Dead Neurons

Peeking inside a hidden layer
But how can we decide which number to multiply? (Initialization)
Summary

I implemented some techniques used in a research paper for n-gram language modeling. It is a simple MLP-based trigram language model that takes three characters’ tokens as input, passes them into an embedding layer, then a hidden linear layer, and finally predicts the next character’s token.

Here are the hyperparameters I used:

n = 3 #trigram model
emb_sz = 2 #latent factor
n_hidden = 100
vocab_sz = len(chars) # it's 27

Here is the architecture:

arch

Source: https://www.jmlr.org/papers/volume3/bengio03a/bengio03a.pdf

C  = torch.randn(vocab_sz, emb_sz)
w1 = torch.randn(n*emb_sz, n_hidden)
b1 = torch.randn(n_hidden)
w2 = torch.randn(n_hidden, vocab_sz)
b2 = torch.randn(vocab_sz)

# Setting up gradient requirements
parameters = [C, w1, b1, w2, b2]
for p in parameters:
  p.requires_grad = True


# ---------------------------------------------------
# training
epoch = 200_000
bs = 32 # batch sz

for i in range(epoch):
  # mini batch
  idx = torch.randint(0, xtrain.shape[0], size=(bs,))
  xbs, ybs = xtrain[idx], ytrain[idx] # batch

  # forward pass
  emb = C[xbs]
  hpreact = emb.view(emb.shape[0], -1) @ w1 + b1
  h = torch.tanh(hpreact)
  logits = h @ w2 + b2
  loss = F.cross_entropy(logits, ybs)
  perplexity = torch.exp(loss)

  # backward pass
  for p in parameters:
    p.grad = None
  loss.backward()

  # update
  lr = 0.01 if i < 100_000 else 0.001
  for p in parameters:
    p.data -= p.grad.data * lr

  # track
  lossi.append(loss.log10().item())

  if i%10000 == 0:
    print(f"epoch: {i:7d}/{epoch:7d} | loss: {loss.item():.4f} | perplexity: {perplexity.item():.4f}")

epoch:       0/    200 | loss: 9.9113 | perplexity: 20157.0859
epoch:      10/    200 | loss: 4.8961 | perplexity: 133.7642
epoch:      20/    200 | loss: 3.5018 | perplexity: 33.1759
epoch:      30/    200 | loss: 3.0638 | perplexity: 21.4093
epoch:      40/    200 | loss: 2.8681 | perplexity: 17.6032
epoch:      50/    200 | loss: 2.8150 | perplexity: 16.6932

Firstly, I want to explain why we need to initialize the weights of our model with good values.

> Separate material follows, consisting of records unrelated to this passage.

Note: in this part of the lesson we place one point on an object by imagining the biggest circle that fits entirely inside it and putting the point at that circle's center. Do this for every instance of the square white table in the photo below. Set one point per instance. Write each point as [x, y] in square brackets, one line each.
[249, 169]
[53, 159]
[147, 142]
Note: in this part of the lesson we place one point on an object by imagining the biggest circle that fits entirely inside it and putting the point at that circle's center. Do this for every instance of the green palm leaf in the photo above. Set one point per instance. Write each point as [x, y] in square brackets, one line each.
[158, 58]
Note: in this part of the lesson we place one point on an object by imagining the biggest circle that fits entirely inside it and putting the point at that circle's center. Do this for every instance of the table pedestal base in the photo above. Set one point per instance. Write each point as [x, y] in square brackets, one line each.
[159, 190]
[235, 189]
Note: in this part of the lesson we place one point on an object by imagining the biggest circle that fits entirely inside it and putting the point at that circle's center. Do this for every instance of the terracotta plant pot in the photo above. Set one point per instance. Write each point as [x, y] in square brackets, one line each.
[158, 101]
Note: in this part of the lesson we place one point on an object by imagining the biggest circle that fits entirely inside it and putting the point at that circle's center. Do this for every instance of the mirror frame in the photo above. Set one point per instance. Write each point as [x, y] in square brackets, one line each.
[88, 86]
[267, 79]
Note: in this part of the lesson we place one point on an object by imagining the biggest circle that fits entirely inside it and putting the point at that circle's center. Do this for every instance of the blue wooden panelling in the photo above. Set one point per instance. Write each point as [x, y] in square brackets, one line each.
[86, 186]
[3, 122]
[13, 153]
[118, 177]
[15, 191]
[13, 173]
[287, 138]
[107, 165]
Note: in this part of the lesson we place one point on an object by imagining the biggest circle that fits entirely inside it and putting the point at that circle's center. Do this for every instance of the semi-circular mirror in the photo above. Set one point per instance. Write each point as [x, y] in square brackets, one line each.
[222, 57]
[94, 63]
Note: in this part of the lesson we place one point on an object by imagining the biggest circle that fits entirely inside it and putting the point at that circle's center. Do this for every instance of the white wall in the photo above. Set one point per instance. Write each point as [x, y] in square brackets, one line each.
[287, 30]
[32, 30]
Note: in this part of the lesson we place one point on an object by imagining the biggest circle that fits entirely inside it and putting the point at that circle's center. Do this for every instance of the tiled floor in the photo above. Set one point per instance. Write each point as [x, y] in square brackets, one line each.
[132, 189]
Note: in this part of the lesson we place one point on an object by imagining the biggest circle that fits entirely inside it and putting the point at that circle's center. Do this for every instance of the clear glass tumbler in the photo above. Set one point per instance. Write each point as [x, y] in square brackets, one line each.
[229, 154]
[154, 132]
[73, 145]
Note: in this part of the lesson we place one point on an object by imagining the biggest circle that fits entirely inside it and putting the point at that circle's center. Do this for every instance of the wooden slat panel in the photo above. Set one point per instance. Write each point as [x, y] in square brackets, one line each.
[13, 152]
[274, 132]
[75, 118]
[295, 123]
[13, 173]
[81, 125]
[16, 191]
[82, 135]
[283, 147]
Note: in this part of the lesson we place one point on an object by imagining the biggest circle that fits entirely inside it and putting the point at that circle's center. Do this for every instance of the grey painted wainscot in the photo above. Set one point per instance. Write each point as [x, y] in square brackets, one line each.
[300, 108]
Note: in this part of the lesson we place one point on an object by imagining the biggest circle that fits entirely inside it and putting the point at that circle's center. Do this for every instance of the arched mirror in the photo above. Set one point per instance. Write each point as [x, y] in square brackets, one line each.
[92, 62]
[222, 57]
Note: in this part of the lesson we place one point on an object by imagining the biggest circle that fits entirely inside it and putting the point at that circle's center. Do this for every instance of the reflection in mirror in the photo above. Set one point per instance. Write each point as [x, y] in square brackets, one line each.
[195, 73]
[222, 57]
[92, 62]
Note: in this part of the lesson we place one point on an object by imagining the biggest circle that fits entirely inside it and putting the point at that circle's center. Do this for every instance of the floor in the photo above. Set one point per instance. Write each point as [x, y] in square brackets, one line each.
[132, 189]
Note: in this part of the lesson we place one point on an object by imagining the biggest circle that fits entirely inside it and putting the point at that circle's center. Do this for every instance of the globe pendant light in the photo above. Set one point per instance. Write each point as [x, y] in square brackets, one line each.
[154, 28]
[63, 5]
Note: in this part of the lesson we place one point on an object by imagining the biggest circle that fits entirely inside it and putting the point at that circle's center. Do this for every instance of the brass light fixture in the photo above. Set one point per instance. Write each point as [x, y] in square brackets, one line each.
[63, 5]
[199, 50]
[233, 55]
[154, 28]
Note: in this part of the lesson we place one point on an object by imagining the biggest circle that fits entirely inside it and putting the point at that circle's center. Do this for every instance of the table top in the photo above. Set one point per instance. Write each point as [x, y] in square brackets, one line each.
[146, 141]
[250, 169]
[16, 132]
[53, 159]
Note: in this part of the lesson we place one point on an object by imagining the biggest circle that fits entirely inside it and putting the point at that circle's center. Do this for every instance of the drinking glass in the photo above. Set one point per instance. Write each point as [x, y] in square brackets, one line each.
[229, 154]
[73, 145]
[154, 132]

As observed, the initial loss is very high, and then subsequent losses are very low. The weights we initialized are significantly incorrect, as some are very confidently wrong while others can be overly confident. This necessitates spending time and computational resources to correct them before starting unbiased learning. Thus, improving parameter initialization can help us skip this unnecessary step, which otherwise wastes energy and computation.

Hockey stick loss which is due to bad initial weights initialization

Let’s visualize the logits in a histogram:

plt.hist(logits.tolist(), 50);

The mean is near 100 or so. We can achieve our objectives if the logits obtained in the final layer are low instead of very high. To accomplish this, we can initialize the bias of the final layer to zero, allowing the neural network to learn how to offset it by itself, and initialize the weights with small numbers.

C  = torch.randn(vocab_sz, emb_sz)
w1 = torch.randn(n*emb_sz, n_hidden)
b1 = torch.randn(n_hidden)
w2 = torch.randn(n_hidden, vocab_sz) * 0.01
b2 = torch.randn(vocab_sz) * 0

plt.hist(logits[0].tolist(), 50);

We should not initialize weights with zero, just as the bias, because this would cause all neurons to update in the same way, resulting in symmetric and redundant weights throughout the training process.

isn't this better than a hockey stick loss?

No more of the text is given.